Wine and Cheese Fall 2017
This page records the schedule, titles and abstracts of the JHU/STScI CAS Astrophysics Wine & Cheese Series in Fall 2017.
Wine and Cheese sessions with one talk will have a 50 minute talk with 10 minutes for questions. Sessions with two speakers will have two 25 minute talks, each with 5 minutes for questions.
Back to W&C Schedule
September 11th
Lauren Corlies (JHU)
Figuring Out Gas & Galaxies In Enzo (FOGGIE): Connecting Simulations and Observations
The circumgalactic medium (CGM) is host to a number of fundamental processes driving galaxy formation and evolution: gas accretion from the IGM, gas stripping from in-falling satellites, the ejection of gas by multiple feedback processes, and the recycling of gas by the disk.

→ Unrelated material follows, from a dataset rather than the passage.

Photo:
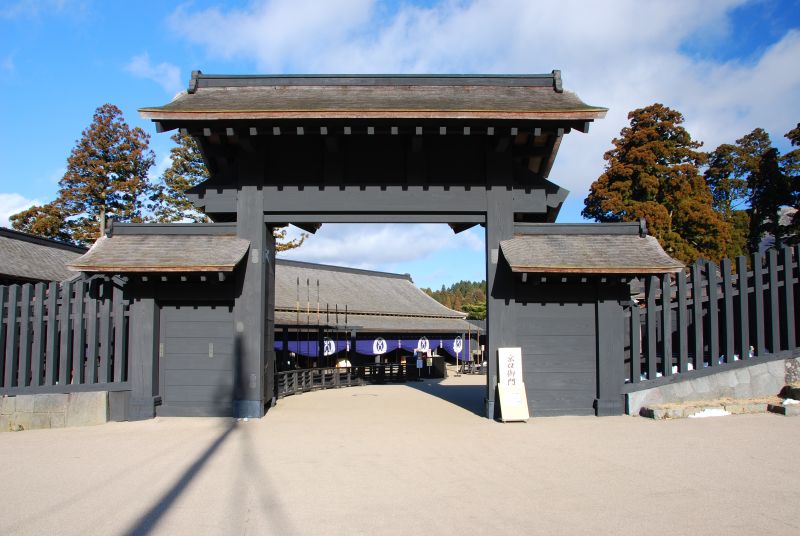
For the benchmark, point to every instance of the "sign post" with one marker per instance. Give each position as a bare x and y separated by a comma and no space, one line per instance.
511,388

Yet its diffuse nature makes observations difficult and thus, the CGM is one of the least constrained aspects of hydrodynamical simulations. In this talk, I’ll discuss two ways we are trying to connect the simulated CGM to current and future observations. First, I’ll present observationally constrained emission predictions from a high-resolution cosmological simulation of a Milky Way-like galaxy and demonstrate how this emission reflects the evolution of the CGM at late times and discuss the detection likelihoods for such emission. Second, I’ll present a novel implementation of a mesh refinement scheme wherein we achieve unprecedentedly high resolution in the CGM of a MW-like galaxy. I’ll highlight some preliminary results from these tests that indicate that resolution alone has a large impact on the physical structure and observational properties of this gas.
Ivan Padilla (JHU)
SPIDER: Searching for the echoes of inflation from atop the atmosphere
Balloon-borne platforms have long served as a shortcut to space-quality science and as pathfinder instruments for satellite missions. NASA's Long Duration Balloon platform allows for flights lasting roughly 20 days, carrying payloads weighing upwards of 6000 lbs. Spider is a balloon-borne microwave polarimeter that aims to take advantage of this platform to obtain very high sensitivity maps of the polarized cosmic microwave background, over a 10% patch of the sky and at 3 different frequencies -- 95, 150, and 285 GHz. The spatial and frequency coverage should allow for effective separation of foregrounds from the signal, potentially reaching an upper limit of r < 0.03.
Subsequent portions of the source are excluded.